In an attempt to explain the other mechanisms involved in 4-PSQ effects in the aged rats, cholesterol was measured since it plays an important role in maintaining the function of the central nervous system. In the present study, aged rats had an increase in the plasma cholesterol levels, when compared with young adult rats. Indeed, high cholesterol levels have detrimental effects on cognitive performance in animal models [54]. Additionally, there is an association between Alzheimer’s disease and cholesterol levels, potentially by increasing the neuronal content of cholesterol, promoting cleavage of the amyloid protein precursor, and an impaired working memory [55], affecting directly the neurodegeneration [56]. Several studies on humans investigated a relation between plasma lipids and dementia, showing that elderly people with neurodegenerative disease, such as Alzheimer’s disease, or dementia, and cognitive deficits have higher plasma total cholesterol [57]. Our results verified that 4-PSQ was able to restore the cholesterol levels in aged rats.
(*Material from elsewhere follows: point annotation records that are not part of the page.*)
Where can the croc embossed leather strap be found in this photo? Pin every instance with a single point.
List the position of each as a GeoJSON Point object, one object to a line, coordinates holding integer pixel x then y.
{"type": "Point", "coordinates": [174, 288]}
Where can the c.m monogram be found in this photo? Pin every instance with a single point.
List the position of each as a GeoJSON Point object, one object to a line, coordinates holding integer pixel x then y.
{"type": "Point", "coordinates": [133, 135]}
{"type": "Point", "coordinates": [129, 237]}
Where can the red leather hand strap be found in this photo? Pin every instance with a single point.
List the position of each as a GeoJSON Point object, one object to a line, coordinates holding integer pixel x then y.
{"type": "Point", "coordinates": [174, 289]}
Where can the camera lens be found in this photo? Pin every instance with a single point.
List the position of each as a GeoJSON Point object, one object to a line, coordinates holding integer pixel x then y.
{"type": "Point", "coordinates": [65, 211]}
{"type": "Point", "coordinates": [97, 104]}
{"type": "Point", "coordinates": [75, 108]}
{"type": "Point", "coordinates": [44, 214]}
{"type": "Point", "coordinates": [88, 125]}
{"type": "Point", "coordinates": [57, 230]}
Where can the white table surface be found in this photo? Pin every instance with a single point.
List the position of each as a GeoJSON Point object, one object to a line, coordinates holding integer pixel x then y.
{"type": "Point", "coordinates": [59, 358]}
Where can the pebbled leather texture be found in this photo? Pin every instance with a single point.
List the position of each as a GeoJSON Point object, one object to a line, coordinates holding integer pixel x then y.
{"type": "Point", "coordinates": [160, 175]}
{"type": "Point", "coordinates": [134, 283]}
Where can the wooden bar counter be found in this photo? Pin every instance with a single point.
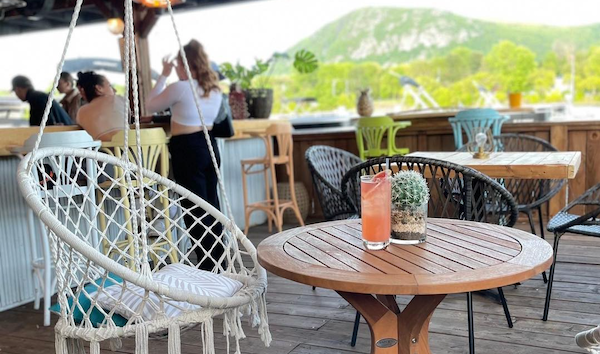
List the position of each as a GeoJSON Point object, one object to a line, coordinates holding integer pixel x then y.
{"type": "Point", "coordinates": [430, 131]}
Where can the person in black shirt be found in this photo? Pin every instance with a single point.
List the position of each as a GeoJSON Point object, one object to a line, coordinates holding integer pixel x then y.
{"type": "Point", "coordinates": [37, 100]}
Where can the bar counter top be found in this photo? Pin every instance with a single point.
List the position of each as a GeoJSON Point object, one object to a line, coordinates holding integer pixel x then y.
{"type": "Point", "coordinates": [11, 137]}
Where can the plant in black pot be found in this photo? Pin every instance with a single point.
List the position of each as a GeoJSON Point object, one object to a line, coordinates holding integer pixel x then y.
{"type": "Point", "coordinates": [256, 81]}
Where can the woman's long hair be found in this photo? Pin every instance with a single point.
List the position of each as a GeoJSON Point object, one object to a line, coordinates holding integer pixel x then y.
{"type": "Point", "coordinates": [200, 67]}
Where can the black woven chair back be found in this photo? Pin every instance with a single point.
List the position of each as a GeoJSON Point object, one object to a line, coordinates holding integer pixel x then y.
{"type": "Point", "coordinates": [457, 192]}
{"type": "Point", "coordinates": [327, 166]}
{"type": "Point", "coordinates": [529, 193]}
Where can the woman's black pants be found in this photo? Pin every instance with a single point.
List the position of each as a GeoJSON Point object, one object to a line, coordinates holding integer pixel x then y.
{"type": "Point", "coordinates": [193, 169]}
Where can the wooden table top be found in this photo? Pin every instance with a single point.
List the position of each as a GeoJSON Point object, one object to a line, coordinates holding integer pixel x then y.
{"type": "Point", "coordinates": [459, 256]}
{"type": "Point", "coordinates": [525, 165]}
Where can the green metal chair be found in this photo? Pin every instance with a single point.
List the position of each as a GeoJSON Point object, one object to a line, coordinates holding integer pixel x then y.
{"type": "Point", "coordinates": [370, 132]}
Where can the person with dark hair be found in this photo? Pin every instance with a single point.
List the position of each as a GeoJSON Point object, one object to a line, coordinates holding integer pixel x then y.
{"type": "Point", "coordinates": [104, 115]}
{"type": "Point", "coordinates": [190, 158]}
{"type": "Point", "coordinates": [72, 99]}
{"type": "Point", "coordinates": [37, 100]}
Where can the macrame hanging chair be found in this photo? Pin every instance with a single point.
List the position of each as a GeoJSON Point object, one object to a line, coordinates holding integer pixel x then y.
{"type": "Point", "coordinates": [136, 288]}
Indeed, clinical studies suggested that statins might reduce the risk and progression of cognitive deficit in Alzheimer’s disease [58]. Therefore, the hypocholesterolemic effect of 4-PSQ is beneficial to restore the cognitive impairment caused by aging.

Conclusions

In conclusion, our findings demonstrated that 4-PSQ restored the cognitive impairment caused by aging in rats. In addition, the compound modulated the synaptic plasticity, cholinergic system, and cholesterol levels of aged rats. Thus, these results strongly contribute to the research of a novel therapeutic agent for geriatric memory deficit.